Eliminating Noise and Vibration in Building Elements
Occupied areas in a building can be affected by noise generated in adjacent areas, whether external or internal to the building. Noise levels can be significantly reduced by the isolation of ceilings and walls between these areas. It is recommended that a specialist acoustic consultant verify the specifications for any particular application in accordance to Section F5 within The Building Code of Australia.
Occupied areas in a building can be affected by noise generated in the level immediately above. Noise levels can be significantly reduced by the provision of an isolated ceiling in the occupied area. The combined use of a heavy isolated ceiling and an isolated floor on the level above achieves the highest possible total attenuation.
Decorative lightweight architectural ceilings offer some airborne sound reduction. However, significant reductions can be achieved by increasing the mass of the ceiling using two or more layers of plasterboard in a continuous cover, and flexibly supporting the grid with isolators which statically deflect under the weight of the ceiling.
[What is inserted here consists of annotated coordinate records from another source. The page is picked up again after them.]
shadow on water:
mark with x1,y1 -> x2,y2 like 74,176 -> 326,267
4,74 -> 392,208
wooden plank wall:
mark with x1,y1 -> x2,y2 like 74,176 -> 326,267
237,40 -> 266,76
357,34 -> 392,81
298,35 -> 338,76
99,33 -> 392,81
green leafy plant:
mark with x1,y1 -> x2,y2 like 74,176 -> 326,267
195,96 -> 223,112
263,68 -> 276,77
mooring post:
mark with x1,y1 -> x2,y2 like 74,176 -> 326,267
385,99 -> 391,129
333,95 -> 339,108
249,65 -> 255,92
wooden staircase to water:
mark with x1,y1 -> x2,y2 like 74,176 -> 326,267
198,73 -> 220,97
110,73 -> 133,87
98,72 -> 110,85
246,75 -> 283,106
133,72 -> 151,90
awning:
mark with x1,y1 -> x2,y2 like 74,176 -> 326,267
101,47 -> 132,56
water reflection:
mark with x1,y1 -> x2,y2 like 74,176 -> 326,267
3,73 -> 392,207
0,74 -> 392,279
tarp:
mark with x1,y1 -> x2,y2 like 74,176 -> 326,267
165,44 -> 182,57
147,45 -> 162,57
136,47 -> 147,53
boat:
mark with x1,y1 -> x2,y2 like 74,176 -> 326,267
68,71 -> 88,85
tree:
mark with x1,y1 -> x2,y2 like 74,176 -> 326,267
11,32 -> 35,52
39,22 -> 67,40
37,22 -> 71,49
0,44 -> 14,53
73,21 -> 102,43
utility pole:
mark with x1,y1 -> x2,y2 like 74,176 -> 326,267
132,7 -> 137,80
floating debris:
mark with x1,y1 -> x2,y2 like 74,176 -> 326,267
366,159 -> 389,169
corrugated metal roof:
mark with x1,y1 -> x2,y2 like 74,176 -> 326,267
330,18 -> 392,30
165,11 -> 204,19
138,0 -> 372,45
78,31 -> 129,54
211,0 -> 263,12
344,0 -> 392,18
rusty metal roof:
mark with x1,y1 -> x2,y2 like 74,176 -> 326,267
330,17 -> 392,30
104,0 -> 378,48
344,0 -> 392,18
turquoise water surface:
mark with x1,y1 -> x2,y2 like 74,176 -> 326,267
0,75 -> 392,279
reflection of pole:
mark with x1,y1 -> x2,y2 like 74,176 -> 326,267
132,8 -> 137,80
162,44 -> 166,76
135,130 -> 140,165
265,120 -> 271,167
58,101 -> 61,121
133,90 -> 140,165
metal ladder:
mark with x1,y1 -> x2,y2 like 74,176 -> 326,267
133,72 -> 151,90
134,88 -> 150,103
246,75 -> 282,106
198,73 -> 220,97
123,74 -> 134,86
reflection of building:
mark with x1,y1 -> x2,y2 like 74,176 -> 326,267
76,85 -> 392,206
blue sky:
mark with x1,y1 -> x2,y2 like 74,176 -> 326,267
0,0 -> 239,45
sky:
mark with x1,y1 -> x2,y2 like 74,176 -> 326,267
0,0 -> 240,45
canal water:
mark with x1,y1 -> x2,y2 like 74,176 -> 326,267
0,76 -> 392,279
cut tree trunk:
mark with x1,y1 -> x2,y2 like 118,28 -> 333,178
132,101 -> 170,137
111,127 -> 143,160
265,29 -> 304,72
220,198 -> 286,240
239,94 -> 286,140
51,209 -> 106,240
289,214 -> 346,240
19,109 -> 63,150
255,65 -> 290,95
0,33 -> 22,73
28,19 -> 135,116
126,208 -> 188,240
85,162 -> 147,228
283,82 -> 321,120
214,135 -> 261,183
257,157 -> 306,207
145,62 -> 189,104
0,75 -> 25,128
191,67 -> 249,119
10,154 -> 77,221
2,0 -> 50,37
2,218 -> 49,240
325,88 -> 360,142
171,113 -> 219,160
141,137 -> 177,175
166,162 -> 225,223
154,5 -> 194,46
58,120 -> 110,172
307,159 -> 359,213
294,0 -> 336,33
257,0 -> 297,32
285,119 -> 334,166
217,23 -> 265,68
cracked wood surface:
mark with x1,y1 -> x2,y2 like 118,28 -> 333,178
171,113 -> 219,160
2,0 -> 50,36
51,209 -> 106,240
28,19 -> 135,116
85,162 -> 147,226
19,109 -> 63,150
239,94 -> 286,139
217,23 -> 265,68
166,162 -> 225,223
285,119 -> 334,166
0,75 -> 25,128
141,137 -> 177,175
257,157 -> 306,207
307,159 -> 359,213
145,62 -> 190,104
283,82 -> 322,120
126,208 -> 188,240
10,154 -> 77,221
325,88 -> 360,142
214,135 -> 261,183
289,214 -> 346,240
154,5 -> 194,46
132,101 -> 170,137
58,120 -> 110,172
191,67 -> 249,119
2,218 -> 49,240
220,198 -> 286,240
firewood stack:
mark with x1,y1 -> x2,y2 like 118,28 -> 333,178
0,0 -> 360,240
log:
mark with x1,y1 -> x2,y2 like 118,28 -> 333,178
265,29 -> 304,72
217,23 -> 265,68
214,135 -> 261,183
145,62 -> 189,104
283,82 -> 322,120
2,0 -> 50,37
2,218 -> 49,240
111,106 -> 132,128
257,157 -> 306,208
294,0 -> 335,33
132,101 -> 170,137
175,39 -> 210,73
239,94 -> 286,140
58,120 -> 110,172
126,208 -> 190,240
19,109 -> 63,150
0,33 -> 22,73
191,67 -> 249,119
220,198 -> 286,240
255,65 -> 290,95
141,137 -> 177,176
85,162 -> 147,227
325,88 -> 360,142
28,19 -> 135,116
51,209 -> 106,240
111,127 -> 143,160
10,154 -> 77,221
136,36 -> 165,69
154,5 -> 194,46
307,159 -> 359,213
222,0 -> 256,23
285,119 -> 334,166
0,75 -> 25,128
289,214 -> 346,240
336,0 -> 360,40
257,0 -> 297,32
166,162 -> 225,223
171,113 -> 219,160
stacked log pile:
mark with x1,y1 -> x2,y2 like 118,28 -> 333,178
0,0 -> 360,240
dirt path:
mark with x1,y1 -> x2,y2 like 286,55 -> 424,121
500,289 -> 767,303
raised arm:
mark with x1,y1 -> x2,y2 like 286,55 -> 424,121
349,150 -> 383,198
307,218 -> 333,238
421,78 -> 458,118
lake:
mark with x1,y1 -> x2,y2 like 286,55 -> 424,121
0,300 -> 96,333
Barrier Ceilings are mainly used in commercial buildings where plant rooms sit above an occupied area. A much higher degree of airborne sound reduction needs to be achieved, often requiring installation of a much heavier barrier ceiling with a decorative architectural ceiling suspended from it below.
Occupied areas in a building can be affected by noise generated in adjacent areas, whether external or internal to the building. Noise levels can be significantly reduced by the isolation of the walls between these areas.
Wall isolation for airborne sound transmission reduction may need to be considered if occupied areas are adjacent to air conditioning plant or auxiliary generators, public areas, car parks or similar and for common walls between sensitive areas, as in hospitals, studios and cinemas.
Wall isolation for impact noise reduction may need to be considered for common walls separating apartments and adjacent to public areas, as well as lift shafts sharing common walls to apartments. In addition, wall isolation may be considered within apartments between kitchens, laundries, bathrooms and bedrooms.